Confidentiality and the Ability to Contract
The EU’s recently adopted directive on electronic signatures will be incorporated into the laws of each of the fifteen EU members. This directive is presented by the EU as a positive step toward increasing consumer and business confidence in the medium of e-business and the Internet. Its stated purpose is to define the requirements for both the electronic signature certificates that link the signature verification data to a person and confirm that person’s identity, as well as for the companies providing electronic signature certification services. It is hoped that the directive will provide a framework that ensures minimum levels of security for electronic signature use. From the American perspective the directive does have certain positive attributes. A key feature is that EU countries will not be able to deny the legal validity of an electronic signature solely because it does not comply with the directive. Moreover, the directive itself does not contain many detailed provisions.
Of course, the United States has its own Uniform Electronic Transactions Act, which has been adopted in a few states and contains very broad and nonspecific provisions concerning electronic signatures and their validity. In addition, there is pending legislation in Congress that could preempt conflicting state legislation.

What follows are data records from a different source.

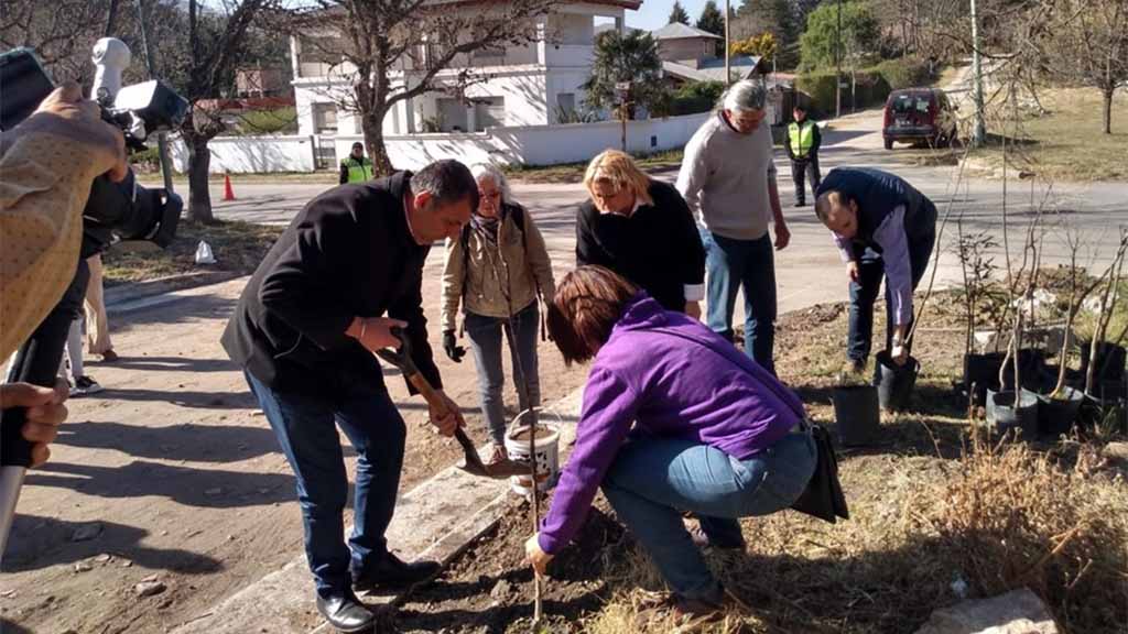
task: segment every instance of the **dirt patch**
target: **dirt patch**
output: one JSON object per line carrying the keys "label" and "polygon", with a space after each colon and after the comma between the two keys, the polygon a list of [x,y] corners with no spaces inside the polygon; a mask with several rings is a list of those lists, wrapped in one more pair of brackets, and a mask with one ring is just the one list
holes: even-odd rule
{"label": "dirt patch", "polygon": [[[106,287],[113,287],[201,271],[249,275],[274,246],[282,229],[239,221],[219,221],[214,224],[183,222],[177,230],[176,241],[167,249],[148,243],[123,243],[112,247],[103,255],[105,283]],[[195,263],[200,240],[211,245],[215,264]]]}
{"label": "dirt patch", "polygon": [[[413,593],[396,618],[397,632],[500,634],[530,631],[532,571],[523,563],[532,534],[529,503],[514,503],[443,575]],[[549,564],[541,598],[552,632],[582,632],[582,620],[609,597],[616,553],[631,547],[622,525],[600,504],[573,544]]]}
{"label": "dirt patch", "polygon": [[[742,520],[748,549],[706,560],[750,611],[703,631],[901,634],[964,596],[1023,585],[1066,631],[1122,629],[1128,601],[1117,588],[1128,558],[1112,545],[1128,541],[1128,499],[1122,476],[1095,458],[1103,440],[976,444],[953,387],[963,352],[959,307],[948,293],[931,301],[915,351],[925,370],[914,410],[883,416],[879,444],[839,455],[852,519],[830,526],[786,511]],[[784,315],[777,327],[782,378],[832,433],[831,369],[843,359],[846,319],[841,305],[825,305]],[[580,544],[554,562],[544,631],[677,631],[661,613],[640,619],[647,593],[663,584],[597,500],[600,512]],[[522,545],[530,534],[527,507],[515,507],[409,598],[398,631],[529,632],[532,576]]]}

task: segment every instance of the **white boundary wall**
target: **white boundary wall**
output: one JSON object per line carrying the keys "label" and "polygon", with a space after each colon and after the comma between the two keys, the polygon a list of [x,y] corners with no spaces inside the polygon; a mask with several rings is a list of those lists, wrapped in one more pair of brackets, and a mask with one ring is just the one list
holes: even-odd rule
{"label": "white boundary wall", "polygon": [[[708,113],[627,122],[627,150],[635,153],[681,148],[710,116]],[[620,147],[622,124],[615,121],[565,125],[491,127],[485,132],[385,137],[391,162],[418,169],[439,159],[467,165],[555,165],[584,161],[607,148]],[[360,135],[337,135],[336,156],[349,155]],[[187,167],[184,143],[171,144],[178,171]],[[222,174],[314,171],[312,137],[220,137],[209,143],[211,171]]]}

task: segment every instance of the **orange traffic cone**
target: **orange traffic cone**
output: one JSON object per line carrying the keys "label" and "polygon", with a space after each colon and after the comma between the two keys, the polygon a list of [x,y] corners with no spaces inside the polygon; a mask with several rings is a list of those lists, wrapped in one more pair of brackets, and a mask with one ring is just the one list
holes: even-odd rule
{"label": "orange traffic cone", "polygon": [[224,174],[223,175],[223,200],[224,201],[233,201],[235,200],[235,190],[231,188],[231,175],[230,174]]}

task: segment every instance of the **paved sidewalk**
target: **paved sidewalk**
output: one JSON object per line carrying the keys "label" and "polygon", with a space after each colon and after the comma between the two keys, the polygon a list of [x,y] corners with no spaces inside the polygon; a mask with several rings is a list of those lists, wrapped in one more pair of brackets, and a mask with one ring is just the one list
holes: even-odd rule
{"label": "paved sidewalk", "polygon": [[[561,425],[561,464],[575,438],[582,389],[574,390],[546,411],[557,414]],[[482,449],[484,451],[485,448]],[[509,481],[475,477],[450,466],[400,497],[388,528],[388,544],[404,560],[457,557],[472,541],[511,511],[518,496]],[[351,530],[351,528],[350,528]],[[369,605],[396,601],[402,593],[365,597]],[[173,634],[307,634],[314,610],[314,584],[305,554],[231,596],[214,608],[173,631]],[[316,613],[315,613],[316,614]],[[305,615],[305,616],[303,616]],[[332,633],[328,624],[314,629]]]}

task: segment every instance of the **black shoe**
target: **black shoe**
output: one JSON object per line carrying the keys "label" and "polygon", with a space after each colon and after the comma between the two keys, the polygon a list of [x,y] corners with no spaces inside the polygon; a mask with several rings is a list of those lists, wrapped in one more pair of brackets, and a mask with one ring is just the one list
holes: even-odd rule
{"label": "black shoe", "polygon": [[713,541],[708,538],[708,535],[700,528],[695,528],[689,531],[689,537],[694,540],[694,545],[698,548],[716,548],[717,551],[743,551],[747,544],[741,539],[737,544]]}
{"label": "black shoe", "polygon": [[353,571],[353,589],[371,590],[380,587],[386,589],[409,588],[430,580],[439,574],[442,566],[439,562],[407,563],[388,553],[378,564],[369,565],[362,571]]}
{"label": "black shoe", "polygon": [[376,626],[376,615],[351,590],[332,597],[318,595],[317,611],[341,632],[367,632]]}

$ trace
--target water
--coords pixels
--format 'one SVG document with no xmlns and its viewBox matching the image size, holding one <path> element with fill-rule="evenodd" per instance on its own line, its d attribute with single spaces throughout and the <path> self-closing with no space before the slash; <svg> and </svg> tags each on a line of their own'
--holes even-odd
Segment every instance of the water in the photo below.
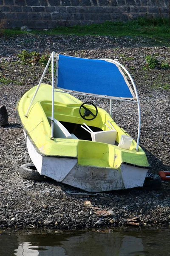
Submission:
<svg viewBox="0 0 170 256">
<path fill-rule="evenodd" d="M 56 233 L 59 232 L 59 233 Z M 0 256 L 167 256 L 170 230 L 0 231 Z"/>
</svg>

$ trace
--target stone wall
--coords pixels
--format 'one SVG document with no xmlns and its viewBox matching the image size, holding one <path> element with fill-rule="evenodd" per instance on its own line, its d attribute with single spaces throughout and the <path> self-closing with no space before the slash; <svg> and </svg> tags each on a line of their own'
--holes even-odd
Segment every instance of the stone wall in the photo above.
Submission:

Concerns aside, what the EU directive is, in reality, is one more link to a system that legitimizes and validates the use of the Internet for a broad range of commercial and other activities. The end result for this directive appears to be a compromise. It may be somewhat more specific than many in the U.S. might like, but it certainly does not go as far down that path as the Europeans could have gone.
On December 9, 1999, the OECD issued its “Guidelines for Consumer Protection in the Context of Electronic Commerce.” While the Guidelines are non-binding, they reflect a consensus of industry, consumer and governmental groups on a variety of issues confronting consumers seeking to use the Internet for online purchases. They also reflect the necessity of a global approach to consumer protection given the inherent international nature of the Internet.
The Guidelines provide a minimum set of standards in business-to-consumer electronic commerce in a variety of different areas, including: transparent and effective protection for consumers; fair business, advertising and marketing practices; online disclosures; confirmation process for purchases; payment mechanisms; dispute resolution and redress; and privacy. The Guidelines run the gamut from the general, such as in the area of dispute resolution and redress, to the very specific. One of the most specific areas of the Guidelines is online disclosure concerning information about the business making consumer sales.
As noted above, an area not well-developed in the Guidelines is jurisdiction and consumer redress. There is a recognition that cross-border transactions are subject to complex jurisdictional and choice-of-law issues. However, the drafters of the Guidelines are concerned that if mechanisms are not put into place to resolve consumer conflicts in international electronic commerce then this could become a major limitation to its growth. The Guidelines encourage the development of effective redress for consumers in the form of alternative dispute resolution mechanisms. (This has been put into place in the much less complicated arena of domain name disputes, as noted above.)
The OECD’s Committee on Consumer Policy and its business and consumer partners’ next step is to create awareness on consumer issues through Web sites. The OECD will also be encouraging the implementation of the Guidelines.